Mark Baker wrote:
>
> On 6/4/07, Anne Thomas Manes <[EMAIL PROTECTED] 
> <mailto:atmanes%40gmail.com>> wrote:
> > As you've clearly pointed out here, the Amazon POX/HTTP services are 
> not RESTful.
>
> Thanks for your (belated 8-) support for REST Anne, but Amazon's
> services *are* RESTful.
>
> Mark.
>
>
> .
Mark,

Anne got this info from me.  Recently I informed her and others that S3 
was RESTful, but that ECS and EC2 were not.
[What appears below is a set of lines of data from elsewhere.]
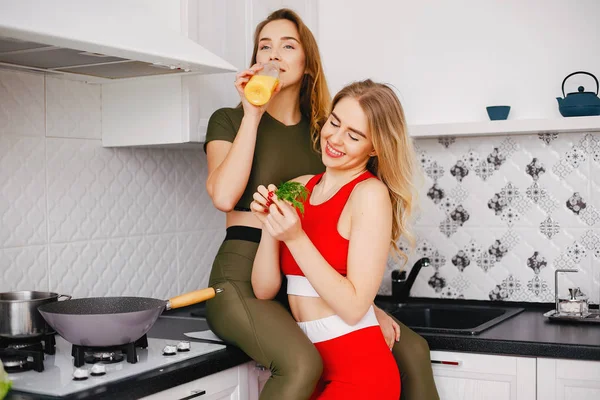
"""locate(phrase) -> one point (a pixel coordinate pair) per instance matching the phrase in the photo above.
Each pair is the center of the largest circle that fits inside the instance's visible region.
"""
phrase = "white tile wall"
(84, 220)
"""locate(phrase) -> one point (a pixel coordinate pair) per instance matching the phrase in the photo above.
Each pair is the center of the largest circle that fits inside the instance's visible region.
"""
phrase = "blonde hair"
(395, 163)
(315, 99)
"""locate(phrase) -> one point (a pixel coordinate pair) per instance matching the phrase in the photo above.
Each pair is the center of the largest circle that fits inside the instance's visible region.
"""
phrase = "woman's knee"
(302, 365)
(420, 349)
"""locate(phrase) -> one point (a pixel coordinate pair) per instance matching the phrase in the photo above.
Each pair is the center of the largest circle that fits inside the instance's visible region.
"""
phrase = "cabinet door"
(568, 379)
(223, 385)
(466, 376)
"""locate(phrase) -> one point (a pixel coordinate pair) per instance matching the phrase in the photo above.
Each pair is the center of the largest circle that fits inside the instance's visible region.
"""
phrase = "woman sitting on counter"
(335, 249)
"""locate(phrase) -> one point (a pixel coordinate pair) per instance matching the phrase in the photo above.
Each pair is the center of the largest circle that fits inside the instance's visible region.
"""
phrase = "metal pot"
(19, 316)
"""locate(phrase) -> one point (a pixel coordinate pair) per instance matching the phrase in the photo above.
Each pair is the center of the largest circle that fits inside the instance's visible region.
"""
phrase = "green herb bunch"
(294, 193)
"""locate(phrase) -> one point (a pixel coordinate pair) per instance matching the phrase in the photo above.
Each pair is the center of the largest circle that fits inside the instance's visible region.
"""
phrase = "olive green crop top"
(281, 152)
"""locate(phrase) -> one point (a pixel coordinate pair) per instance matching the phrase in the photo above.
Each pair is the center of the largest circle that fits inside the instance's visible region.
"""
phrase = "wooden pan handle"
(195, 297)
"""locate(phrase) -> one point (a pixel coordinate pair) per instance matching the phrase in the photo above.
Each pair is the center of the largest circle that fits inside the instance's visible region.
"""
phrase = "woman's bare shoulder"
(302, 179)
(371, 192)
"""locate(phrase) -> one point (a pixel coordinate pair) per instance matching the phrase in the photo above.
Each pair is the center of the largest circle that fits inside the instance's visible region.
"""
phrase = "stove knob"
(183, 346)
(169, 350)
(80, 374)
(98, 370)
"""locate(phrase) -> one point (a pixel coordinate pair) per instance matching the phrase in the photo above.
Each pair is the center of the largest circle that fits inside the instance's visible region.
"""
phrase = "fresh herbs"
(294, 193)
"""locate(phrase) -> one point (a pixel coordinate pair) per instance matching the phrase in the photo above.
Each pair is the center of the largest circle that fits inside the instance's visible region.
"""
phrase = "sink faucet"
(401, 285)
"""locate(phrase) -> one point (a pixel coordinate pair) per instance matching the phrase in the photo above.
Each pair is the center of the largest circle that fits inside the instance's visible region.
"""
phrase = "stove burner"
(113, 354)
(24, 354)
(104, 357)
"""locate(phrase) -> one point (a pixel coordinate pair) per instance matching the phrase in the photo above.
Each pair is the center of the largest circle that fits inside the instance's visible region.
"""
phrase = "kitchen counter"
(158, 380)
(526, 334)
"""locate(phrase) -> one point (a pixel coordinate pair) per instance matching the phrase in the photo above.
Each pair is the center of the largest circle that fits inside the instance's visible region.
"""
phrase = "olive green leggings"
(266, 331)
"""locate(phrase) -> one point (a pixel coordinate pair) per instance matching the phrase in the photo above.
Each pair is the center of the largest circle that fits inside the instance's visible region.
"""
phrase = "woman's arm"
(229, 165)
(266, 275)
(370, 236)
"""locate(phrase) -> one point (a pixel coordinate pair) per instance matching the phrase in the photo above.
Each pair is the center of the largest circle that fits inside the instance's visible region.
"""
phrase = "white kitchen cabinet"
(470, 376)
(230, 384)
(174, 111)
(257, 377)
(568, 379)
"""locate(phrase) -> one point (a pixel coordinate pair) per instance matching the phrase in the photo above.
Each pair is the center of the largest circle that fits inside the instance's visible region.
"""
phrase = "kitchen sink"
(457, 319)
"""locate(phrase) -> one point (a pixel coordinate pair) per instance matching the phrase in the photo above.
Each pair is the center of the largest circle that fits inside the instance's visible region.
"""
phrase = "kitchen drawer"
(559, 379)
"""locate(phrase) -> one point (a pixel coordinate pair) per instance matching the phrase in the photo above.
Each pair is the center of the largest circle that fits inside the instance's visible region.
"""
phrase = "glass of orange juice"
(259, 89)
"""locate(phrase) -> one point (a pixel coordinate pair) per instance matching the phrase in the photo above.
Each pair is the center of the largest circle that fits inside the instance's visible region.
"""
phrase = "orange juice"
(259, 89)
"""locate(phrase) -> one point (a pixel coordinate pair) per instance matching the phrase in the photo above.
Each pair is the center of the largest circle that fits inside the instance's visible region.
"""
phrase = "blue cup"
(498, 112)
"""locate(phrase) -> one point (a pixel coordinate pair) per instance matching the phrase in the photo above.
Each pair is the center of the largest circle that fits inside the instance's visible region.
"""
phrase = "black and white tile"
(501, 213)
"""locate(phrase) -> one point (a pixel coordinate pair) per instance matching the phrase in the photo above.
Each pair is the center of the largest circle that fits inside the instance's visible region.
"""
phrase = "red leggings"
(358, 365)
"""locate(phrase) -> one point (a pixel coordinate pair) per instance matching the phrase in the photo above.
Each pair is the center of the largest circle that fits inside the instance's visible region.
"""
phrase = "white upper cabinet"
(174, 111)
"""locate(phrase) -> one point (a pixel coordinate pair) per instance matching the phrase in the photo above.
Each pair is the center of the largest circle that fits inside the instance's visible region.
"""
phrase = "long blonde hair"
(315, 99)
(395, 163)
The ECS (E-Commerce Service) "REST" API specifies a single URL:

http://ecs.amazonaws.com/onca/xml?Service=AWSECommerceService

onto which are tacked the operation name and various parameters.  Now, 
as Sam Ruby recently pointed out, this is not a surefire guarantee that 
the application is not RESTful, but if GETting one of those URIs changes 
server side state, then they are not RESTful.  In Amazon's case, there 
are URI-based operations to create a remote shopping cart, add items to 
the cart, and update items in the cart.  Thus ECS does not have a 
uniform interface -- everything is tunneled over GET (or POST); is not 
cacheable; does not have self-descriptive messages; does not manipulate 
state via representations; and, in the case of using POST instead of 
GET, does not have identifiable resources,

For EC2 (the Elastic Compute Cloud) it's the same thing.  In fact, 
Amazon calls the EC2 REST-RPC hybrid interface the "Query API" and 
promises a true REST API sometime in the future.